闇に溺れた天使にキスを。



「私……?」
「敵は白野さんを狙ってる」


私が狙われている…?
それはどうして?

まったくわからなくて戸惑っている私を、神田くんはぎゅっと抱きしめた。


「……華さんが言ってた。白野さんに恐怖心を植え付けるようにしろって、敵が指示したらしい。

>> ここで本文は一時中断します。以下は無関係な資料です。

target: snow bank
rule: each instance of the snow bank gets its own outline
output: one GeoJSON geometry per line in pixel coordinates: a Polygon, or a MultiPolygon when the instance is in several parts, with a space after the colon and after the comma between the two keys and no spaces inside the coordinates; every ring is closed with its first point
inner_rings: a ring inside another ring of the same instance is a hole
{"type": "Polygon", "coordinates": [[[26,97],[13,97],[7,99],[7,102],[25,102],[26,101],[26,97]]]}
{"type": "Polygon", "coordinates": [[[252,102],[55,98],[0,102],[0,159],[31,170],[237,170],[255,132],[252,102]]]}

そんなの無理だと言えば、首を絞めて気絶させればいいと。死ぬ寸前までやれって。そこからは華さんも洗脳されたんだろう、逆らえない状況まで持ち込まれて…」


「じゃ、じゃあ今その敵は」


「相手は相当なやり手だから、なかなか行方が掴めないんだ。でも絶対に近くにいる。

だから俺はそれまで白野さんと距離を置こうと思った。そうすれば敵は喜び、牙を剥くだろうって」


初めて聞く真相。
私が考えていたよりもずっとずっと重いもので。



「でもやっぱりできなかった。
俺ってもう白野さんがそばにいないと壊れるらしい。

自分でも驚くくらい感情の制御ができなくなる」


「そんなの、神田くんだけじゃない…私もだもん」
「……涼雅と仲良くしてたくせに」

「む、それなら神田くんのほうが」
「あれは嘘だよ」


私は涼雅くんと何もしていないため、言い返したけれど。

嘘と言われて思わず黙ってしまう。


「ごめんね、嘘ついた。
白野さんに嫉妬してほしかったから」

「じゃ、ほんとは…」

「どうして誤解したかわからないけど、一切そういうことはしてないよ」


その言葉で心の底から安心感が湧いた。


「華さんもあの時は正気を失っていたし、勢いで何か言ったかもしれないけど安心して。

俺は白野さんしかいらないから他に目がいくなんてありえないし、何があってもそんなことはしない」


「……うん」


心に神田くんの言葉が響いて、私は彼を信じるんだと思った。